ARABLE farmer and contractor Colin McGregor spoke of a definite trend towards wetter weather.

From his 300ha farm near Coldstream, he farms a total of 3,300ha under a range of agreements across the north of England and the Scottish Borders.

His weather records showed that in the 1980s, the farm’s average annual rainfall was five and a quarter inches.

This has now increased to eight and a quarter inches.

“There is a definite wetter trend coming through,” he said. “Three of the last six harvests have been wet, so it is just another challenge.”

Mr McGregor showed a photograph of flooding at Coldstream Bridge in August 1948, after a third of the annual rainfall fell in six days.

He said: “There has always been climate change – it’s nothing new.”

Mr McGregor was one of a series of inspirational farmers who told delegates how they managed risk and built resilience in their own operations.

He said introducing accurate steering systems had led to a saving of £10 per acre.

Modern communications were also important – mobile telephones allowed instant contact and decisions, while social networks brought farmers from around the world together. “One of the big problems for many farmers is the lack of 3G in rural communities,” he said.

Yorkshire arable farmer Guy Poskitt told how he had become one of the UK’s largest carrot growers by identifying his market and seeing how his customers had changed.

He had managed risk, expanding his operation to 6,000 acres from the north of Scotland to south of England, as well as in Yorkshire and Lancashire.

He said: “The differing climates extend the growing season for us, but this can also bring additional challenges.

In Yorkshire, there is the chance of drought and in Lancashire, the opposite, but properly managed they can both work well.”

But it was also vital to have the right people working for you.
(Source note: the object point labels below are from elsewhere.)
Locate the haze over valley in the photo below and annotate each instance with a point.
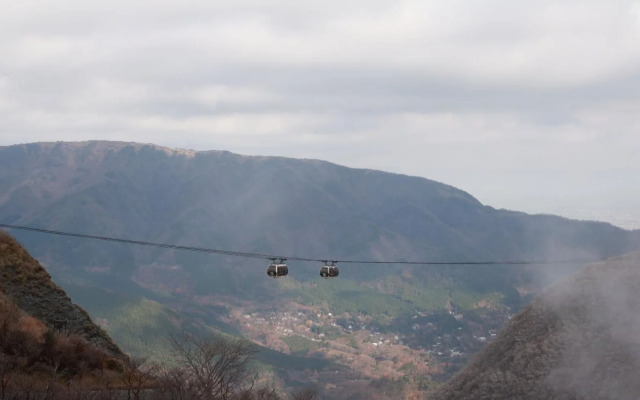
(390, 328)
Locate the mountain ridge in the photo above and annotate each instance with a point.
(304, 208)
(577, 340)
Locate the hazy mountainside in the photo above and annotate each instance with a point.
(287, 207)
(25, 283)
(268, 204)
(580, 339)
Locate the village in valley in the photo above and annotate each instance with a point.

Mr Poskitt employs 280 and all root crops are washed, packed and distributed from one site to ensure control. Turnover now exceeds £32m a year.

Two years ago, Lancashire dairy farmer Ian Pye received a Nuffield Scholarship to look at world milk markets to see how dairy farmers could secure a future in volatile markets.

In America, he learnt how using hedge funds could benefit the dairy sector. “I realised that dairy farmers who use hedge funds know their exact costs every day, every week and every year, which is great for expansion,”

said Mr Pye.

Simon Bainbridge, Northumberland Monitor Farmer, said his biggest success had been the use of red clover grass in feeding his livestock. “In my opinion, red clover is the king of all forages,” he said. “It has yielded 16 tonnes per hectare for me, providing the opportunity to used grazed grass all year round.”